Tuberculosis (TB) continues to be a severe global health problem, which is compounded by the appearance of drug resistance. TB is currently the ninth leading cause of death worldwide and the leading cause from an infectious disease, ranking above HIV/AIDS. Furthermore, it is the main cause of death related to antimicrobial resistance and HIV infection. A review by the World Health Organization (WHO) Global TB Programme estimated that there were 10.4 million new cases of TB in 2016, including 600,000 new cases with rifampicin (RIF) resistance, as well as 1.7 million deaths [1]. In the same year in Mexico, there were 16,913 new cases of pulmonary TB, and the 2015 mortality rate per 100,000 of the population was 1.7. In the western state of Jalisco, the TB mortality rate was 1.6 per 100,000 [2]. These data indicate that TB is a major global health problem that deserves special attention. Multidrug-resistant TB (MDR-TB), resistant to isoniazid (INH) and RIF, complicates treatment, posing a challenge for clinicians. Currently, it is a serious public health issue, especially in developing countries [3].

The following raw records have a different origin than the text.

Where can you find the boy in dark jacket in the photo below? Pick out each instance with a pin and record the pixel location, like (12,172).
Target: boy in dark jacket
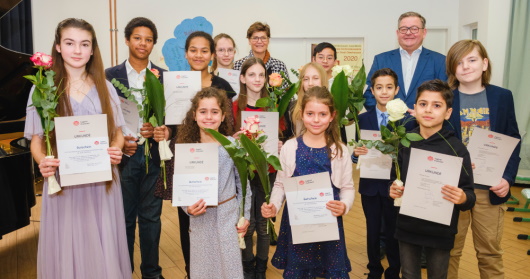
(432,108)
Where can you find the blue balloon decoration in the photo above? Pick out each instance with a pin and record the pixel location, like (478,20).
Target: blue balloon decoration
(173,49)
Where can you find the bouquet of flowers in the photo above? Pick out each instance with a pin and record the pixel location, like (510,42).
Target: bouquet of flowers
(348,97)
(45,99)
(279,97)
(152,110)
(391,139)
(249,157)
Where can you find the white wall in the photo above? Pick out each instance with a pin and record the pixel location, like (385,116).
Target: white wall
(375,21)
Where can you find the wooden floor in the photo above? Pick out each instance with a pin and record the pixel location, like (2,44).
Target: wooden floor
(18,249)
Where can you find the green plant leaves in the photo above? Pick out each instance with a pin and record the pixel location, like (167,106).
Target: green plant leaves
(155,95)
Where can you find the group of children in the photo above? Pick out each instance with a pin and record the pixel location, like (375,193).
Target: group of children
(83,227)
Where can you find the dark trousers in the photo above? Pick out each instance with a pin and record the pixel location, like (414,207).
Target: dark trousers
(377,208)
(437,261)
(258,224)
(139,202)
(184,225)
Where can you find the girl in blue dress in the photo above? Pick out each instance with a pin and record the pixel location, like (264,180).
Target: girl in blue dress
(317,149)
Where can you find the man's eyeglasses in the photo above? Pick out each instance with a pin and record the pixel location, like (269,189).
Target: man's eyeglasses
(413,29)
(256,39)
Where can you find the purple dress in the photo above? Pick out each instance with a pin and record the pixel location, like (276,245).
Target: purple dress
(82,228)
(327,259)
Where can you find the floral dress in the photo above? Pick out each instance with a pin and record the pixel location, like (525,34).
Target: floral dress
(326,259)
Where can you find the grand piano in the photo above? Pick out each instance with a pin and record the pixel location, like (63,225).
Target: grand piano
(17,194)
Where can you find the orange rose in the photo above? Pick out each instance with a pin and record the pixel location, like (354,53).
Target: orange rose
(275,80)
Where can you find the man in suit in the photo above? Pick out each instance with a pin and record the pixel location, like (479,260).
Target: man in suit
(138,186)
(412,62)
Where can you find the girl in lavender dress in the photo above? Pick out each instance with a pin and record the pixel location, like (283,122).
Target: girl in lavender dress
(317,150)
(82,231)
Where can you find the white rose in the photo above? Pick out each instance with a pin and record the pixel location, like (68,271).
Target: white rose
(396,109)
(336,70)
(348,70)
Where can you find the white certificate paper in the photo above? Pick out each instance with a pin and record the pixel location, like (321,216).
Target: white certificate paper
(82,143)
(196,173)
(269,123)
(179,88)
(428,171)
(375,164)
(307,196)
(490,152)
(232,76)
(131,116)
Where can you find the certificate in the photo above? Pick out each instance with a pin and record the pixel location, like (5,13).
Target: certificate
(196,173)
(490,152)
(310,220)
(269,122)
(428,171)
(82,143)
(179,88)
(375,164)
(131,116)
(232,76)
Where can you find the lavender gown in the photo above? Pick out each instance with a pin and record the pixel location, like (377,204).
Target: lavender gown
(82,228)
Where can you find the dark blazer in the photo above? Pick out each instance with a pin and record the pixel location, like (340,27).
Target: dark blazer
(502,120)
(119,72)
(431,65)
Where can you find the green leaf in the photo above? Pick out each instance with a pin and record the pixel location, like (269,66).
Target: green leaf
(405,142)
(340,92)
(283,105)
(385,133)
(155,95)
(257,156)
(414,136)
(274,162)
(401,131)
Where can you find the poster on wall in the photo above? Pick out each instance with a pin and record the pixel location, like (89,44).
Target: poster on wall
(348,54)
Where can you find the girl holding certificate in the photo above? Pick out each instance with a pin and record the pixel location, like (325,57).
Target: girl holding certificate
(213,233)
(82,232)
(477,103)
(317,150)
(312,74)
(253,78)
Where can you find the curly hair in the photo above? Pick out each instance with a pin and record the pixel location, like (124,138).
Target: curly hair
(189,131)
(140,22)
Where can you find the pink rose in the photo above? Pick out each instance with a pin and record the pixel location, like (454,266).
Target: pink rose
(155,72)
(252,124)
(42,60)
(275,80)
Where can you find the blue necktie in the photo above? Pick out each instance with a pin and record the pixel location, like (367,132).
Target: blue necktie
(384,120)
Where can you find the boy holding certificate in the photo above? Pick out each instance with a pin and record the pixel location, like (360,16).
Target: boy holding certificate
(433,106)
(374,192)
(483,105)
(139,200)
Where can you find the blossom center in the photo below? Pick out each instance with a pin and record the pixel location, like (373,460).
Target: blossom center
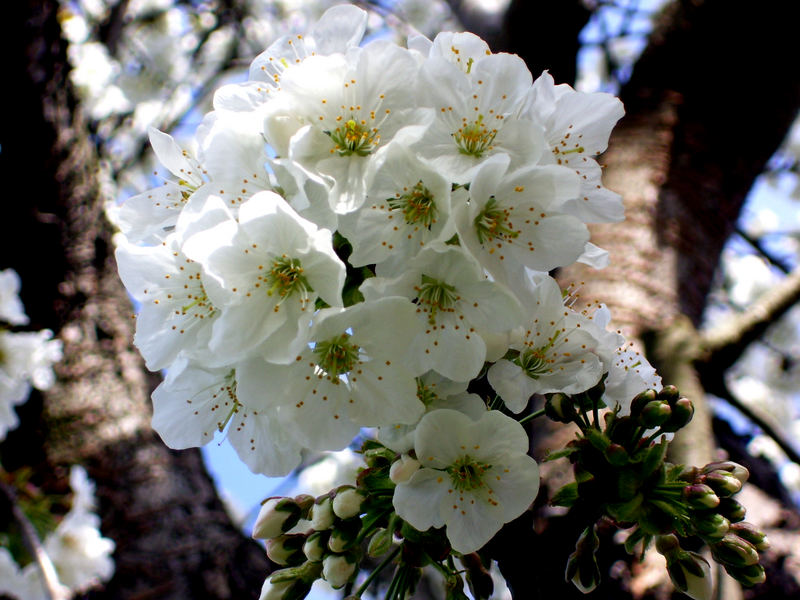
(467,473)
(417,205)
(337,355)
(286,277)
(474,138)
(493,222)
(353,136)
(436,295)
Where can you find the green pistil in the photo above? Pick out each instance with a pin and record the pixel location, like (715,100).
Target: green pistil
(491,223)
(436,295)
(353,138)
(425,394)
(286,278)
(417,206)
(337,356)
(467,473)
(230,389)
(474,139)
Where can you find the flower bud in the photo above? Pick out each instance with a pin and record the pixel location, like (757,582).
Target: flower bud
(748,576)
(731,510)
(560,408)
(724,484)
(712,526)
(284,550)
(682,413)
(402,469)
(728,466)
(347,502)
(582,569)
(322,515)
(277,516)
(316,545)
(641,400)
(337,570)
(733,551)
(750,533)
(699,496)
(691,574)
(655,414)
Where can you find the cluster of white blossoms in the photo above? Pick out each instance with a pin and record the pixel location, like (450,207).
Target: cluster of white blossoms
(78,551)
(360,231)
(26,357)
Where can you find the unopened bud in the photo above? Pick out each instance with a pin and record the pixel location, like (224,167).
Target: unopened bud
(316,545)
(322,516)
(380,542)
(655,414)
(731,510)
(734,551)
(728,466)
(641,400)
(337,569)
(712,526)
(277,516)
(582,569)
(560,408)
(748,576)
(682,413)
(347,502)
(724,484)
(750,533)
(700,496)
(403,468)
(285,550)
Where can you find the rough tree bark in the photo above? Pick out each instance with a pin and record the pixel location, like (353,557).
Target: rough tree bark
(174,539)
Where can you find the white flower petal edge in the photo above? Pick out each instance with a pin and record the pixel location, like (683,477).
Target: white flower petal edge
(475,477)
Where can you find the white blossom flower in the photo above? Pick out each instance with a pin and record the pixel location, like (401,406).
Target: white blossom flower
(11,309)
(351,374)
(475,477)
(176,313)
(26,361)
(335,111)
(195,402)
(455,302)
(577,127)
(556,351)
(478,97)
(407,208)
(514,220)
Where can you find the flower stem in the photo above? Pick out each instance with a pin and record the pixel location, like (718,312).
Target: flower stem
(363,587)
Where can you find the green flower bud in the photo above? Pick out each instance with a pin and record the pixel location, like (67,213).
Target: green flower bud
(728,466)
(748,576)
(669,394)
(338,569)
(750,533)
(731,510)
(285,550)
(699,496)
(380,542)
(582,569)
(641,400)
(734,551)
(316,546)
(322,515)
(277,516)
(711,526)
(682,413)
(724,484)
(347,502)
(560,408)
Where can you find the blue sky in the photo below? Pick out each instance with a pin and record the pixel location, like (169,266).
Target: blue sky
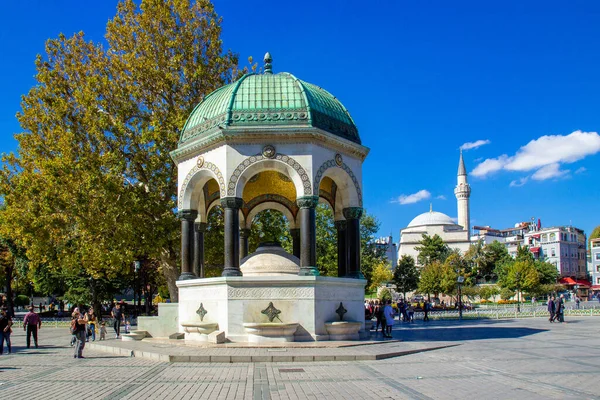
(420,79)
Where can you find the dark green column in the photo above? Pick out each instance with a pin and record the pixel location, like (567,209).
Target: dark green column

The risk of exposure and progression to active TB is affected by several risk factors, such as HIV, smoking, diabetes mellitus (DM), alcohol use, malnourishment, immunosuppressive drug usage, young age, overcrowding, housing conditions, and economic deprivation [4]. After 6 months of first-line therapy for drug-susceptible TB, 5% of patients will relapse; moreover, the relapse rate will be 20% after 4 months of short-course therapy. In the search for risk factors associated with relapses, part of a relapse model for TB was formed by the presence of a higher minimum inhibitory concentration for INH or RIF during pretreatment, Mycobacterium tuberculosis isolates in combination with a positive culture at 8 weeks, underweight, white race, cavitation detected in a chest radiograph, and bilateral disease [5].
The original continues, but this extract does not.